How do I go about showing this has a cell decomposition of one $0$-cell $e^0$ and one $1$-cell $e^1$?

I guess you somewhere got the information that this is true. If you assume it as true, then in fact $e^0 \cup e^1$ must be a copy of $S^1$ because there is only one map $\partial D^1 = S^0 \to e^0$ so that $e^0 \cup e^1 = D^1/S^0 \approx S^1$.

Thus a strategy could be to prove that $\mathbb RP^1 \approx S^1$. This is easy; see for example Help understand the construction of the real projective line $\mathbb{R}P^1$.

A more systematic approach is this:

It is well-known that $\mathbb RP^1$ can alternatively be defined as the quotient of $S^1$ by identifying all pairs $z, -z$ of antipodal points. For a formal proof see When is the restriction of a quotient map $p : X \to Y$ to a retract of $X$ again a quotient map?

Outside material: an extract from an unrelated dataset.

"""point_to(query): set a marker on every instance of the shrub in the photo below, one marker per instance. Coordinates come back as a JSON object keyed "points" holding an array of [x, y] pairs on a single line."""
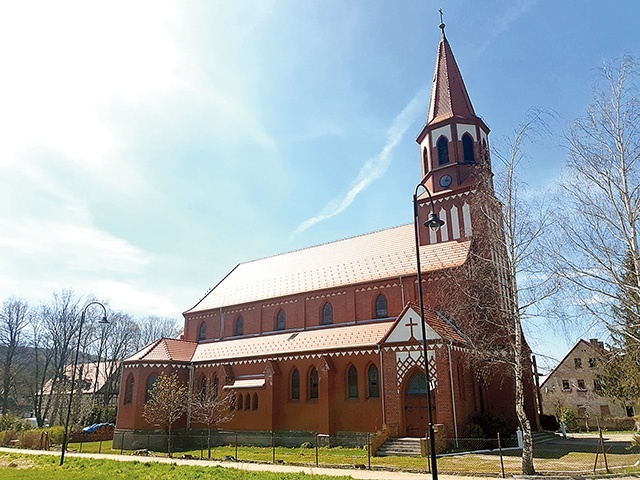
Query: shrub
{"points": [[493, 423], [56, 434], [31, 439]]}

Now obviously $S^1 \subset \mathbb R^2$ has a CW-structure given by

• Two $0$-cells $d^0_\pm = \{ (\pm 1,0) \}$.

• Two open $1$-cells $d^1_\pm = \{ (x,y) \mid x^2 + y^2 = 1, (-1)^{\pm 1} y > 0 \}$.

Characterstic maps for $d^1_\pm$ are $\phi^1_\pm : D^1 \to S^1, \phi^1_\pm(x) = (x, \pm \sqrt{1 - x^2})$.

For $i = 0,1$ we have $p(d^i_+) = p(d^i_-) =: e^i$. Obviously $p$ maps both $d^i_\pm$ hoemomorphically onto $e^i$. Now by construction $e^0,e^1$ form an open cell decomposition of $\mathbb RP^1$. The characterstic map for $e^1$ is induced by those for the $1$-cells of $S^1$, i.e. we have $\psi^1 = p\phi^1_\pm$.